Uzmanlar, EWS'nin başarısızlıklarının, son on yılda Hindistan'ın başkentinin belirleyici bir imajı haline gelen hava kirliliği kriziyle mücadeleye yönelik önlemlerin etkisizliğinin simgesi olduğunu söylüyor.

IIT Delhi'den hava kirliliği uzmanı Mukesh Khare, EWS'nin kullanılması ve Grap'ın kullanıma sunulmasıyla bile, bu tür “kısa vadeli geçici önlemlerin” uzun vadede Delhi'nin AQI'sine çok az yardımcı olacağını söyledi. “CAQM hem kısa vadeli hem de uzun vadeli önlemlere odaklanmak için kuruldu. Şu ana kadar çok az uzun vadeli eylem gördük ve yıl boyunca agresif bir eylem olmadığı sürece çok az şey değişecek” dedi.

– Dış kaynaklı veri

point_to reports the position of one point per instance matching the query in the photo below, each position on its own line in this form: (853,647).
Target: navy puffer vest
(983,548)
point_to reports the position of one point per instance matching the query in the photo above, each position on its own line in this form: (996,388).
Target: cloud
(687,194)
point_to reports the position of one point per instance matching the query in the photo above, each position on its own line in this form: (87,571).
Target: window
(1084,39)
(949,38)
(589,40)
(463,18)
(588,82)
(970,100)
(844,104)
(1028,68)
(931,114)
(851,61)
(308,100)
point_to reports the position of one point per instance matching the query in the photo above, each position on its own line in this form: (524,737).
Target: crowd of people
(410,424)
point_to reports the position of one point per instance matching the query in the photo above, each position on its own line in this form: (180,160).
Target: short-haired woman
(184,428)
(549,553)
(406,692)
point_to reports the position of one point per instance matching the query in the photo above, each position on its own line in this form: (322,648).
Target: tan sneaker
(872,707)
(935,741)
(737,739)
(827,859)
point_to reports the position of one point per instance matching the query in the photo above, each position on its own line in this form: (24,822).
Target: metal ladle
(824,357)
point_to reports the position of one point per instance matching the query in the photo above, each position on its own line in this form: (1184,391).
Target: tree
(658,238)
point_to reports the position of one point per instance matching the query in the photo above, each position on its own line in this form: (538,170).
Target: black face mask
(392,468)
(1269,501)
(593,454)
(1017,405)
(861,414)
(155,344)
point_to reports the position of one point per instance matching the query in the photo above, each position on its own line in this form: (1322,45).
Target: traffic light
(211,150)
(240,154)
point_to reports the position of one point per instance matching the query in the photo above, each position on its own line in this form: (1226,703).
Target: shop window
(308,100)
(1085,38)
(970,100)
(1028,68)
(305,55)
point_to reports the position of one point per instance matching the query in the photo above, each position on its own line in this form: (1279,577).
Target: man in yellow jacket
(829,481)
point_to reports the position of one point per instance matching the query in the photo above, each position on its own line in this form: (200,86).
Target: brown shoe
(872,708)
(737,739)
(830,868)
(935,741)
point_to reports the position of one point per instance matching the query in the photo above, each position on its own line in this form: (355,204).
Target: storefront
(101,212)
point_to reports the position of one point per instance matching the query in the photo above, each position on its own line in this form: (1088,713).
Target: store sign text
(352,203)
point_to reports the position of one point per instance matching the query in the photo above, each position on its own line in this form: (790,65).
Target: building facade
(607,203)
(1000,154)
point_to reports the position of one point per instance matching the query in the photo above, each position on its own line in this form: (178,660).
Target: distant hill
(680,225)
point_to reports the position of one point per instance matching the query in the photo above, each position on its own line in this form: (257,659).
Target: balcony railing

Bağımsız çalışan başka bir iklim bilimci, modeli gözden geçirmenin ve daha fazla kaynağı hesaba katmak için referans aralığını artırmayı düşünmenin çok önemli olduğunu söyledi.

“Delhi'deki hava kirliliği sadece şehrin içinden kaynaklanmıyor. Çevre illerden akınlarımız var. Delhi'de kömürle çalışan elektrik santralleri olmamasına rağmen, Delhi'nin 300 kilometre yakınında termik santraller hala çalışıyor ve çok uzaklara yayılmış enerji santralleri bile kirliliği uzun mesafelere taşıyabiliyor. Envirocatalysts'in kurucusu ve baş analisti Sunil Dahiya, “Geniş bir coğrafi alanı dikkate almaya ve oradaki her kaynağın haritalandığından emin olmaya ihtiyaç var” dedi.